Ordering Information
| Product Name | Catalog # | UNIT | Price | Qty | FAVORITES | |
Aquaporin 4/AQP4 Double Nickase Plasmid (h) | sc-400258-NIC | 20 µg | $410.00 | |||
Aquaporin 4/AQP4 Double Nickase Plasmid (h2) | sc-400258-NIC-2 | 20 µg | $410.00 |
Human AQP4 encodes aquaporin-4, a major water channel enriched at astrocyte endfeet that supports rapid bidirectional water movement across the plasma membrane and helps maintain brain water homeostasis. By coupling with ion flux and neurotransmission, AQP4 contributes to astrocyte volume regulation, extracellular space dynamics, and glymphatic transport processes that influence clearance of interstitial solutes. Its polarized membrane localization is coordinated with perivascular scaffolding complexes and is tightly linked to blood–brain barrier physiology and osmotic stress responses. Dysregulation of AQP4 expression or localization has been associated with neuroinflammatory and demyelinating disorders, cerebral edema, and altered seizure susceptibility, making it a key target for mechanistic studies of CNS fluid balance and glial biology.
Aquaporin 4/AQP4 Double Nickase Plasmid (h) consists of a matched pair of plasmids engineered for high-specificity editing of the AQP4 locus in human cell lines. Each plasmid expresses a Cas9 D10A nickase and a distinct sgRNA targeting opposite DNA strands within AQP4. When directed to adjacent sites on opposite DNA strands, the two nickases generate offset single-strand nicks that together produce a staggered double-strand break, requiring coordinated on-target activity from both guides. The resulting DNA break is resolved by endogenous cellular repair pathways, most commonly through non-homologous end joining (NHEJ), leading to insertions or deletions that disrupt AQP4 function. By requiring dual sgRNA engagement at the target locus, the double nicking approach enhances editing specificity and provides a complementary CRISPR strategy for applications where additional control over targeting precision is desired.

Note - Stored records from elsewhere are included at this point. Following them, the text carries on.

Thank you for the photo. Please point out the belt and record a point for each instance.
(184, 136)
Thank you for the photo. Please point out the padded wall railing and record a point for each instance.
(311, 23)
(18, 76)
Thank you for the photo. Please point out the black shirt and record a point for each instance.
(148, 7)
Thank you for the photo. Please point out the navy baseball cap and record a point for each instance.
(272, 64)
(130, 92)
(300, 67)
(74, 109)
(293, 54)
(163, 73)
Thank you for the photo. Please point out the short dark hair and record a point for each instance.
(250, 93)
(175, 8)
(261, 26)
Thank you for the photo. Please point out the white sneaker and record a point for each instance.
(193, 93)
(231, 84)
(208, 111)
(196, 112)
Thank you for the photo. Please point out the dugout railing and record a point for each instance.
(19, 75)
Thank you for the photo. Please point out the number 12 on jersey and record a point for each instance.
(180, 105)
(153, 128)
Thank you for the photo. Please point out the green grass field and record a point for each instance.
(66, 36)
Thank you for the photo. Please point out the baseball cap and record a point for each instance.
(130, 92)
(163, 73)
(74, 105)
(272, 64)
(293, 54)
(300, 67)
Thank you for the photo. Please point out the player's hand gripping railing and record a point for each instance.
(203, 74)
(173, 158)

To support efficient identification of edited cells, one plasmid encodes GFP for fluorescent visualization of transfected populations, while the companion plasmid carries a puromycin resistance gene for antibiotic selection. Together, these features support efficient enrichment of co-transfected populations and simplify the validation of AQP4-disrupted clones.
For Research Use Only. Not Intended for Diagnostic or Therapeutic Use.